In this blog, I will go over exactly what fiat currency is and how it has evolved over the years. Then I will explain how fintech relates to fiat currency and cryptocurrency.
Fiat money can be described as a currency established as money by government regulation or law. The term derives from the Latin word fiat meaning “let it be done” which is also used in the British law. Fiat currency first came into use during the 11th century when paper notes were used in China as a way to represent a certain number of coins. In 1661, Massachusetts became the first colony in America to issue paper money but this money was quickly removed after being
Fiat currency is a historically recent invention, and it’s crucial to understand how fintech has evolved alongside fiat money. The relationship between fiat money and its current technology is an important topic.
To be more specific, let’s start with gold. Gold has been used as a store of value for thousands of years because its scarcity makes it a relatively valuable asset. Still, the concept of fiat money is much younger: it wasn’t until the late Middle Ages when European monarchs began to embrace this new form of currency. This was done in response to the lack of coinage which accompanied increased trade activity across Europe. These monarchs would issue their own “coins” with their face stamped on them, creating paper money in essence (fiat money).

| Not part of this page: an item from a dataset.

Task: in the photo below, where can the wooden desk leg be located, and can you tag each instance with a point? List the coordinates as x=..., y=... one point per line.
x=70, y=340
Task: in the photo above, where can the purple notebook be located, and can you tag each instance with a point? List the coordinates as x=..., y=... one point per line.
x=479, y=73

The main problem with gold-backed currencies was that there simply wasn’t enough gold to go around, causing national economies to become unstable. This was particularly true after World War II when Allied forces demanded large amounts of gold from Germany as reparations, creating an imbalance and eventually leading to the collapse of the German economy after World War I.
As a society, we rely on our currency to be reliable and secure. We trust the value of our currency, and know that it can be used as payment for goods or services. This is how we measure wealth, and how we facilitate trade. Our current forms of currency are fiat currencies – they have no intrinsic value and their value is based on a central authority. The most common forms of fiat currency include cash, checks/cheques, credit, and debit cards.

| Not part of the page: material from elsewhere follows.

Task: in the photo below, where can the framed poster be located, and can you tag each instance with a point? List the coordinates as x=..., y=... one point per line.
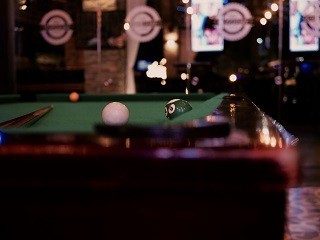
x=302, y=25
x=205, y=36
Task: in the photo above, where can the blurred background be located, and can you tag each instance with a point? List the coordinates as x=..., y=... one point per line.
x=277, y=67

We’ve seen the evolution of currency over time (a great example of this is explained in this infographic from MoneyPug). Fiat currency has taken on many different forms over the years, including leather money in China and paper money in Europe. It would not be surprising to see another shift in currency again as people become more comfortable with cryptocurrency.

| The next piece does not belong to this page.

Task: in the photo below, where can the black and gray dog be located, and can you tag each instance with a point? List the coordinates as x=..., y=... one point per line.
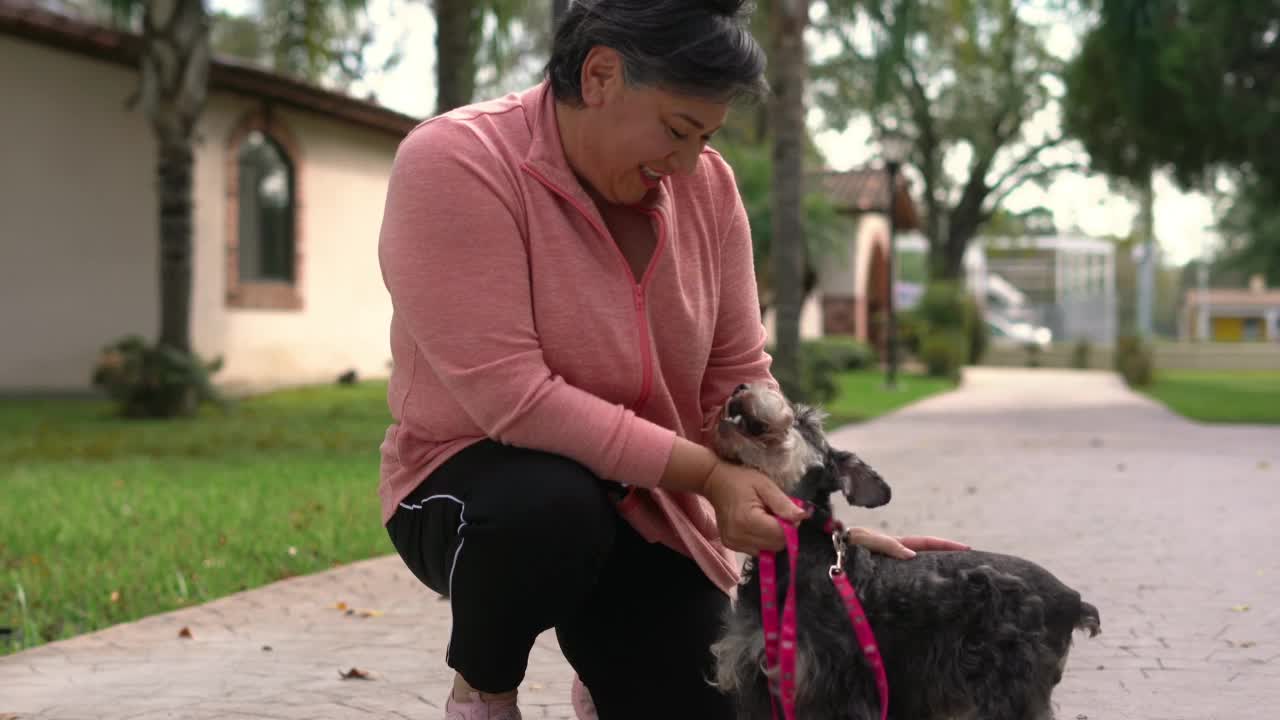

Cryptocurrency is a decentralized digital asset designed to work as a medium of exchange that uses strong cryptography to secure financial transactions, control the creation of additional units, and verify the transfer of assets. Cryptocurrency is not regulated or controlled by any one administrator. Instead, it relies on the network itself for security (the “crypto” in cryptocurrency refers to cryptography – the use of encrypted data). The first decentralized cryptocurrency was Bitcoin which was invented by Satoshi
Currencies have always been a part of human history. Humans have traded goods and services for thousands of years and have used various means to exchange value. From the beginning of time, humans have used bartering to trade items as a form of currency. Bartering has become a part of our everyday lives as we buy and sell goods and services in exchange for something else. The act of exchanging one item or service for another is referred to as bartering. It is important to understand the origin and evolution of currencies in order to understand what digital currencies are today.